The Seymour City Park has facilities for a complete family gathering or outing with 26.5 acres of fun available to you! The Portwood Pavilion is adjacent to the park area with picnic tables, a meeting room with a kitchen and bathrooms are also available. The park has playground equipment as well as three covered pavilions. In addition to the park facilities, a public swimming pool is located across the street with a manager and lifeguards on duty. The pool operates June through August. Private outings can be arranged. A Disc Golf courses is located in the Seymour City Park. A one mile walking track is also present in the park.
The City of Seymour has applied and received grant monies to develop a pocket park just north of City Hall. The park features sound equipment from Free Notes Harmony Parks. These musical instruments are fun for all ages and stages of development. The idea was inspired from the sound installation at the Perot Museum in Dallas Texas.
The park will also offer free wifi, native landscaping, and seating made possible through memorial donations. This is a handicap friendly park with continuous flat surfaces and ample navigation walk paths.
The community Tennis Courts of Seymour are located on Stadium Drive, on Seymour ISD grounds, just to the East of the football feild.

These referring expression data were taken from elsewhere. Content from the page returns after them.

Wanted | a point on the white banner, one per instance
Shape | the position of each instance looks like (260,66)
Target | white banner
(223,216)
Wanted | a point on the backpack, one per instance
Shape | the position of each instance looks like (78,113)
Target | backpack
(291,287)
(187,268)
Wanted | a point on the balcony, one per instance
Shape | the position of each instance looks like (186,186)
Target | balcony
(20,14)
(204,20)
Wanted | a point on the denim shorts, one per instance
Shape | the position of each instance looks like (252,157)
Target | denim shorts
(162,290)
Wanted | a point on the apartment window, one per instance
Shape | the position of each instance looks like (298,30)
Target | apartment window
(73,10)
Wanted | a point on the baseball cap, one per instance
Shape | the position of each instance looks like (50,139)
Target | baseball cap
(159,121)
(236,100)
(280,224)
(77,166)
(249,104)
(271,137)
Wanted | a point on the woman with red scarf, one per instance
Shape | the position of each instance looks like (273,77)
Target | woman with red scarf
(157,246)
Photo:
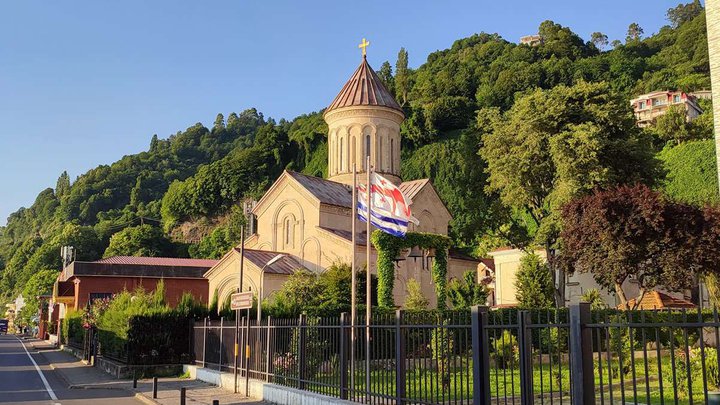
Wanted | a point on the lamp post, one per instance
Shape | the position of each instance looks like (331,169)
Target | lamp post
(262,282)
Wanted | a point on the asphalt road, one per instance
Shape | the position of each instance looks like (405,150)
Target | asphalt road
(22,382)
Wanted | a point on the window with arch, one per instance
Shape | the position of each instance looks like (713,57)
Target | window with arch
(367,150)
(353,154)
(381,164)
(392,155)
(342,161)
(289,232)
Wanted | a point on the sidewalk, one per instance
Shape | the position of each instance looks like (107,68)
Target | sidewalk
(78,375)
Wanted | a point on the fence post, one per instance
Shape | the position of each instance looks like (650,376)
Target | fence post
(581,355)
(204,339)
(268,356)
(343,356)
(481,355)
(526,372)
(222,319)
(400,360)
(302,343)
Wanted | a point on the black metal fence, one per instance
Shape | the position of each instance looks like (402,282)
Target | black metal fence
(479,356)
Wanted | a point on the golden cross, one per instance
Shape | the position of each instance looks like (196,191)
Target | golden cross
(364,45)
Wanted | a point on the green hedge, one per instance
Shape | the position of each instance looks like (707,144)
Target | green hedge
(159,339)
(73,331)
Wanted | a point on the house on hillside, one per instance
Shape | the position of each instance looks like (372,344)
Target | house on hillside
(648,107)
(80,283)
(506,263)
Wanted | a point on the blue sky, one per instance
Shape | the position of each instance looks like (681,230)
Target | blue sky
(83,83)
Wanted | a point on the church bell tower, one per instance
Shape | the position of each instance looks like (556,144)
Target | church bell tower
(364,120)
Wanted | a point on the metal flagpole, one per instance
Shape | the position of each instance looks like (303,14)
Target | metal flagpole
(237,312)
(353,294)
(368,281)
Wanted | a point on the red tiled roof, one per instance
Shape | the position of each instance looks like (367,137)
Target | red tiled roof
(411,188)
(659,300)
(158,261)
(460,255)
(338,194)
(364,88)
(286,265)
(327,191)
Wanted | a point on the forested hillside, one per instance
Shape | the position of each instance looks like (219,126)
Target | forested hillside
(142,203)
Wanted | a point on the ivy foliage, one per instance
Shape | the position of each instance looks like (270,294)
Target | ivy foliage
(389,247)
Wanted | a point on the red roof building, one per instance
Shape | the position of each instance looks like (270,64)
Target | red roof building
(658,300)
(81,282)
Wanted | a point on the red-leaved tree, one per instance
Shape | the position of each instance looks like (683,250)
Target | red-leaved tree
(635,231)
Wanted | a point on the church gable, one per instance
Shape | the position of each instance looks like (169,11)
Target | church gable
(427,207)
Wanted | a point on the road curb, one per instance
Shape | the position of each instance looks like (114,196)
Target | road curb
(145,399)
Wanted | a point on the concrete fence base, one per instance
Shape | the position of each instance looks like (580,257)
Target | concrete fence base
(273,393)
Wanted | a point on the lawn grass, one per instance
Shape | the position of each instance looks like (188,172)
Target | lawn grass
(425,384)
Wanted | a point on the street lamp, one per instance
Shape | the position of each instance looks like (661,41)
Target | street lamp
(262,282)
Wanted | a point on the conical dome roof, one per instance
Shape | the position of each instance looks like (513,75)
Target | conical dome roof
(364,89)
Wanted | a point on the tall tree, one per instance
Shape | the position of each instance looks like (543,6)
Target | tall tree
(385,74)
(684,13)
(402,77)
(634,33)
(219,122)
(633,231)
(63,185)
(599,39)
(143,240)
(556,144)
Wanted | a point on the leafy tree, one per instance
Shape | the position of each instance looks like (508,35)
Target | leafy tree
(143,240)
(561,42)
(414,299)
(385,74)
(632,231)
(402,79)
(691,172)
(533,283)
(599,39)
(634,33)
(556,144)
(40,283)
(63,185)
(683,13)
(467,292)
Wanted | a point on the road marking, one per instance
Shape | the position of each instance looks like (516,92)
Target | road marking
(42,376)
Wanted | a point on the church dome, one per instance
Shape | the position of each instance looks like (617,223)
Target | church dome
(364,89)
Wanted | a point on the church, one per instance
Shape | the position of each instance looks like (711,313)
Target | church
(304,222)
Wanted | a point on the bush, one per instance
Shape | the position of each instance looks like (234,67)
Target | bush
(415,300)
(593,297)
(443,349)
(709,356)
(505,350)
(533,283)
(113,324)
(189,307)
(161,338)
(620,344)
(72,328)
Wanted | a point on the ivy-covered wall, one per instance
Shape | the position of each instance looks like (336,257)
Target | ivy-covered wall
(389,247)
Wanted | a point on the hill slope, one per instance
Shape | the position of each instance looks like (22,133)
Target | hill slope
(199,174)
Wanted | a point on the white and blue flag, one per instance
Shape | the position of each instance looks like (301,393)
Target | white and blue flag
(389,208)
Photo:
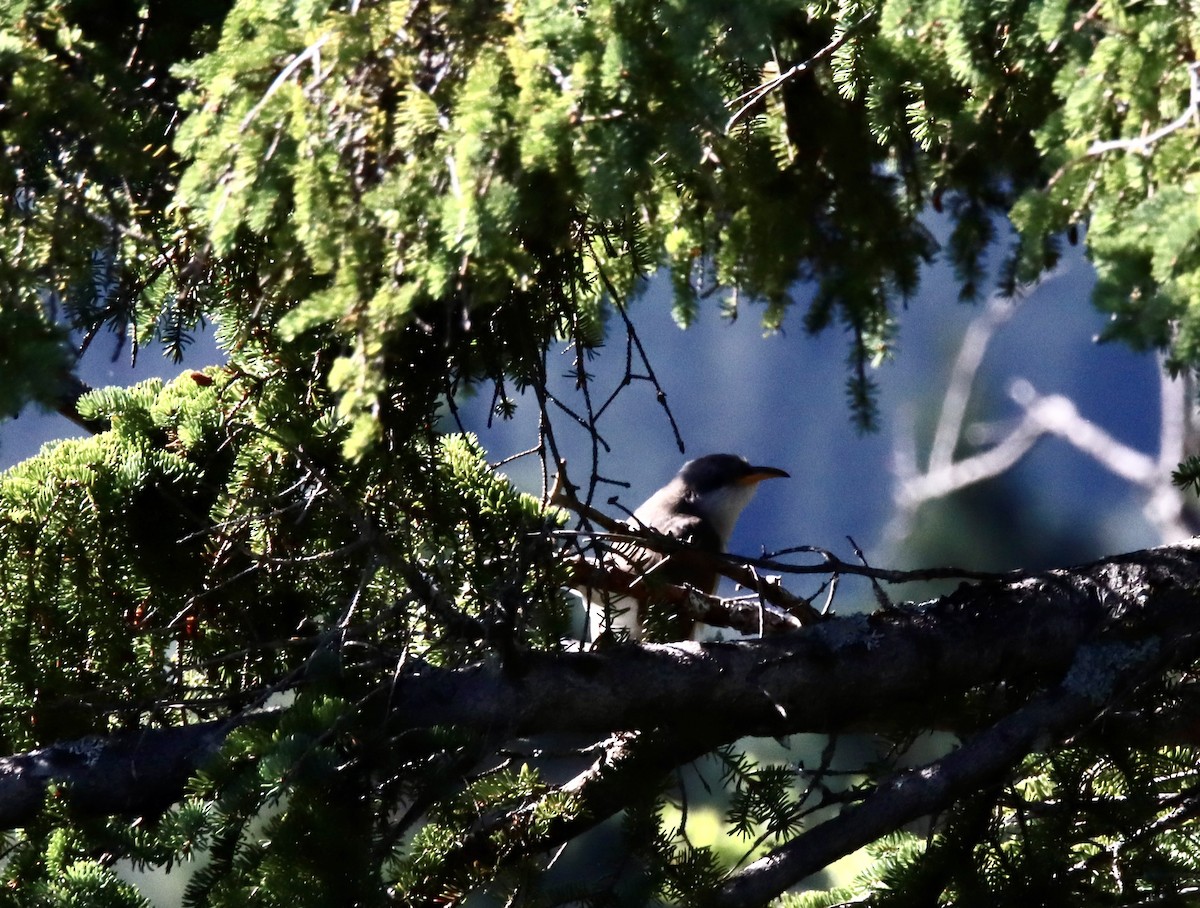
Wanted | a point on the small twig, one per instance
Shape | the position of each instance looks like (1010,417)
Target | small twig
(1144,144)
(759,92)
(310,53)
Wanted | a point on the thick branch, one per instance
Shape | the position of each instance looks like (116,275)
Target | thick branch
(915,793)
(898,669)
(126,775)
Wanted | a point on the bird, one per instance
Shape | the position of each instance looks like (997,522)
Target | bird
(699,507)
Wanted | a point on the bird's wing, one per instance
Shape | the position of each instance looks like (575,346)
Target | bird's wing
(693,567)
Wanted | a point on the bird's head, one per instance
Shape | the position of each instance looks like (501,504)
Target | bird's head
(720,486)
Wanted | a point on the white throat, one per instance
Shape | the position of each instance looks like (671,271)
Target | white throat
(723,506)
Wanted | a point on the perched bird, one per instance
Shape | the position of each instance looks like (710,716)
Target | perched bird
(697,507)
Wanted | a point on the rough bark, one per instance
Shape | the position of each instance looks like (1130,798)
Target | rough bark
(1066,647)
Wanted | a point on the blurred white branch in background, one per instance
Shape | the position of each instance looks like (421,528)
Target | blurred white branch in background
(997,446)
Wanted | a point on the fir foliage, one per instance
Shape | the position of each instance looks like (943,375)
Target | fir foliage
(383,205)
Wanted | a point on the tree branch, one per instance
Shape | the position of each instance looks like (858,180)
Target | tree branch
(901,668)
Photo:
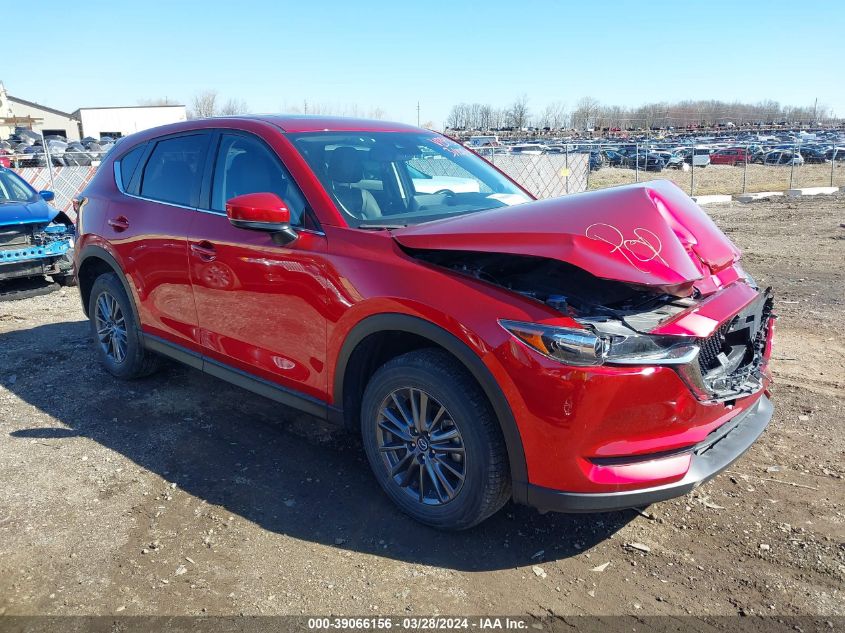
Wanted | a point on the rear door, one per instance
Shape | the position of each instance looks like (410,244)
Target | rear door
(261,306)
(148,227)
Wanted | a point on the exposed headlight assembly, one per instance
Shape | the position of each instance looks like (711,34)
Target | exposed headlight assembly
(592,346)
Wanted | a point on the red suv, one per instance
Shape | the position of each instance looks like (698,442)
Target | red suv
(593,352)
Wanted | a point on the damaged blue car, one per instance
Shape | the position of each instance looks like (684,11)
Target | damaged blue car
(36,240)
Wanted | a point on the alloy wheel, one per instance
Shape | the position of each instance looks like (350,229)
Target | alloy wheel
(421,446)
(111,328)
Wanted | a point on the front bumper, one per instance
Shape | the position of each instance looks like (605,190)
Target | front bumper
(709,457)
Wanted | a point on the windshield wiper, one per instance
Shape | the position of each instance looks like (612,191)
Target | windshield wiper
(377,227)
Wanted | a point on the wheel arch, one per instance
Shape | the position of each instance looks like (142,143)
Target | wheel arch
(93,261)
(427,332)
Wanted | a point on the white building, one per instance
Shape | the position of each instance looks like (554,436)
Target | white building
(17,112)
(123,121)
(96,122)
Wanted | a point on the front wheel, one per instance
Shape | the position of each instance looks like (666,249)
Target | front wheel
(433,442)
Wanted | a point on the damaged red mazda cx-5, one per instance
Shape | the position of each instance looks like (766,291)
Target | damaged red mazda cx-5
(593,352)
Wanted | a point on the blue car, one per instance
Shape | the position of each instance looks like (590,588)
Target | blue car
(35,239)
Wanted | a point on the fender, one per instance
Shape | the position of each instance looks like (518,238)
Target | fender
(470,360)
(98,252)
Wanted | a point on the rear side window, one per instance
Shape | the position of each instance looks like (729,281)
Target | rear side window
(128,164)
(174,169)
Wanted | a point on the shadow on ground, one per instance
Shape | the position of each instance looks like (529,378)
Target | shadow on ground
(285,471)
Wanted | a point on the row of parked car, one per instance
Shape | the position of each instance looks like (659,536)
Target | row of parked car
(650,158)
(29,149)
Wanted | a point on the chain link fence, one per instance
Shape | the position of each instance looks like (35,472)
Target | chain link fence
(703,169)
(545,170)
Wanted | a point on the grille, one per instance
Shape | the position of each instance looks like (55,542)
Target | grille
(743,342)
(13,238)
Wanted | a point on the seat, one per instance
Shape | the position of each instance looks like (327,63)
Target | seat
(346,168)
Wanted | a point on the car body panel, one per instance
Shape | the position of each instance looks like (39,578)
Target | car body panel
(649,234)
(261,307)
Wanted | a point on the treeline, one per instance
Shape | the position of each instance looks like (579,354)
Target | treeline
(589,113)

The 4 courts are open to the public and there is a Seymour Community Tennis Association as well that encourages tennis in the area, holds clinics, camps, and tournaments.
500 Stadium Dr
Artist Tom Lea was contracted in April 1941 to paint a mural for the Seymour Post Office.
The painting was designed to depict early life in Seymour and Baylor county when Comanche Indians were an integral part of life. The oil and canvas painting was completed for $950 and installed in 1942. Tom Lea and his wife Sarah Lea were declared, by proclamation of the Mayor of Seymour, to be honorary citizens of Seymour on October 19, 2000.
The Post Office was recently renovated to accommodate the physically handicapped and will remain a part of Seymour for years to come.
Before T-Rex ever reared his head, Dimetrodon roamed the land as the “Terrible Lizard” of the Permian Era. The town of Seymour is only a stone’s throw from one of the greatest Permian bone beds in the entire world; it only makes sense that the creatures of the Permian – Seymouria, Dimetrodon, Edaphasaur, and Eryops (just to name a few) – should be the stars of the show. West Texas, and Seymour, in particular, is home to some of the best Permian skeletons in existence, and the Whiteside is privileged to show off these fantastic discoveries. Visitors will feel like they’ve been transported to 288 million years ago as they rub shoulders with the titans of the age.